A Non-Review by Professor Popinjay
Wait! There was a 1951 Angels in the Outfield!?! The one with Danny Glover, Tony Danza, and Joseph Gordon Levitt was a remake!?! Yes, yes, yes.
I was just as shocked to learn this too. And you know what? It’s not bad! I would put it right up there with It’s a Wonderful Life.
1951 focuses more on the coach who is very much the exact same character as Danny Glover’s character from 1994. He’s surly and short-tempered and swears up a blue streak in front of women, children, and nuns long before most people did that regularly anyway.

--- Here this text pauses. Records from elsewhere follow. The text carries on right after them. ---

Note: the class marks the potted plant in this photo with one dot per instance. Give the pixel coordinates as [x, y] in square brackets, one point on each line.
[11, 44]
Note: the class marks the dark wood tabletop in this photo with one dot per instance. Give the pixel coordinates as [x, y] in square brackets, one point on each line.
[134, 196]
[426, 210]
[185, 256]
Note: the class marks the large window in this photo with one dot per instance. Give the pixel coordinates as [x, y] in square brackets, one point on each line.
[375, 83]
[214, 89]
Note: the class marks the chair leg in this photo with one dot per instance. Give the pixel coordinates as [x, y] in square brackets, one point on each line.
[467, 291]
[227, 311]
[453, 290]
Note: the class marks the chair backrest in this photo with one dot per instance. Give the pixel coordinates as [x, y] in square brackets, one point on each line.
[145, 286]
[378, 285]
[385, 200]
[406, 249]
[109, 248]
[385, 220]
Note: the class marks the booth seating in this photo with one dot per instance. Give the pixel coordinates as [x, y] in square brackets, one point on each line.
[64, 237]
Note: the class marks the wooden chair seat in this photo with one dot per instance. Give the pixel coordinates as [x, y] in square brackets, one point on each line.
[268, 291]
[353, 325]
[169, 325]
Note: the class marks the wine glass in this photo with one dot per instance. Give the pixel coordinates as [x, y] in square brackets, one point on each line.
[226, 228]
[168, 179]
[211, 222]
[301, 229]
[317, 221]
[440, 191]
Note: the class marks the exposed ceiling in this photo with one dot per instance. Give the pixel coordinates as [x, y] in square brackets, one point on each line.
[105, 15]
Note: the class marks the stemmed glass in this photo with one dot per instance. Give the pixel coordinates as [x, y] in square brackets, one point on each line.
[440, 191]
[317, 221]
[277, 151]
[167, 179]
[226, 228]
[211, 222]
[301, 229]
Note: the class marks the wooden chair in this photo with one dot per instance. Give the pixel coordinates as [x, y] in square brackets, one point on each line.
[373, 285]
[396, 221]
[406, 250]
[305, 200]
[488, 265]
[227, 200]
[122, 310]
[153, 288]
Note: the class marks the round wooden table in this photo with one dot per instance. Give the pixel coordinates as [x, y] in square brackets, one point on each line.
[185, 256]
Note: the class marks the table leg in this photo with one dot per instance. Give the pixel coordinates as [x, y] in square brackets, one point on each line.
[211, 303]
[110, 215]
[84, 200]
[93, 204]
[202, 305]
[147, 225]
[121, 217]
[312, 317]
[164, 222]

As this was a good wholesome movie, they (gnomes) had to get creative with how this was portrayed, not wanting to actually expel expletives all over the theater. Danny Glover just spewed this foul sounding jibberish that really didn’t have any meaning while shocked on-lookers looked on. It was humorous and it got the point across.
In 1951 the same character would do something similar but a second sound track of him doing the same thing would play over the top of him already doing it. Did I hear a donkey braying in there as well? The result was a cacophony of noise that sort of had some sense to it and mostly none. I knew what they were trying to do but it was really just annoying.
The ‘cursing and treating the players better’ plot was center stage in 1951. It was more of a side note in 1994. I think this was primarily because the focus of 1994 was shifted to the kid (Joseph Gordon Levitt).
Both films had a kid who saw angels. 1951 had a girl who started seeing them on the field, interacting with players. We never actually see the angels ourselves though; a stark contrast to 1994 where not only do we see cgi enhanced angels who look pretty dang great even by today’s standards but we also have Christopher Lloyd as AL. More on him later.
While both films have an orphan or a foster kid, the orphan is governed by a convent and (this is so strange to me) this is the second film I’ve seen where a kid experiences or wants to experience a miraculous event and the biggest skeptics in their life are the institutions of faith! Is this just a movie trope or is this what the Catholic Church is actually like when someone experiences a miracle? I don’t mean to start a theological discussion. I just wonder why I’ve encountered this twice now? This is a strange antithesis to part of the ending of 1951 where a priest, a rabbi, and a parson are brought in to testify as to their faith and belief in angels. But the nuns in charge of the orphans were a bunch of God-blockers! That’s funny. God-blockers!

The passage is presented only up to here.